Wagen wir ein kleines Gedankenspiel: Draußen ist es kalt und grau und Sie sehnen sich nach einem Tapetenwechsel. Was also tun? Sie nehmen Ihr Smartphone zur Hand und scrollen durch Bilder von tropischen Reiseorten, die Wärme und Abwechslung versprechen. Anschließend suchen Sie nach den schnellsten Flugrouten und Hotels, bei denen das Preis-Leistungs-Verhältnis stimmt. Mittlerweile buchen die meisten Deutschen ihre Reisen auf diese Weise, weshalb sich verschiedene Anbieter entsprechend ihres Nutzerverhaltens angepasst und modernisiert haben oder gänzlich neue digitale Modelle im Markt erschienen sind.

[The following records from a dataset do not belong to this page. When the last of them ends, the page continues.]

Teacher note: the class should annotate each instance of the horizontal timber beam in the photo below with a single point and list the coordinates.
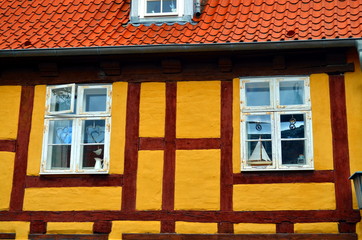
(279, 236)
(293, 216)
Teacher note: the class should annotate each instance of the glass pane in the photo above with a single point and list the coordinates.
(61, 99)
(292, 126)
(59, 146)
(293, 152)
(59, 156)
(260, 153)
(60, 131)
(95, 100)
(258, 127)
(93, 131)
(93, 144)
(93, 156)
(257, 94)
(153, 6)
(168, 6)
(291, 92)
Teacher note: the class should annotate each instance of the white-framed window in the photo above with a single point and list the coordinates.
(157, 11)
(276, 123)
(77, 126)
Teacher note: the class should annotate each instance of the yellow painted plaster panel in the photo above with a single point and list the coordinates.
(20, 228)
(6, 178)
(36, 133)
(152, 109)
(69, 227)
(119, 227)
(197, 183)
(119, 106)
(316, 227)
(9, 111)
(353, 84)
(196, 228)
(322, 130)
(72, 198)
(198, 109)
(297, 196)
(149, 180)
(236, 126)
(254, 228)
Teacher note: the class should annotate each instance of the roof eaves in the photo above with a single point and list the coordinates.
(173, 48)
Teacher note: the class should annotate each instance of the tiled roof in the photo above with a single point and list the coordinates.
(88, 23)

Der fatale Unterschied bei der medizinischen Versorgung: Patient:innen werden vom Gesundheitssystem dazu gedrängt, in eine überlaufene Arztpraxis zu gehen und dort stundenlang auf die Konsultation zu warten, bis sie mit Diagnose und Rezept entweder zur Apotheke oder an einen Facharzt überwiesen werden. 62 Prozent der Internetnutzer:innen googlen ihre Symptome, recherchieren nach neuen Behandlungswegen oder möglichen Diagnosen. Mit einer qualitativen medizinischen Versorgung hat dies leider nichts zu tun. Oftmals erfordert bereits die Terminfindung unzählige Anrufe. Dabei möchten Patient:innen ihre medizinische Versorgung ähnlich einfach planen wie eine Reise.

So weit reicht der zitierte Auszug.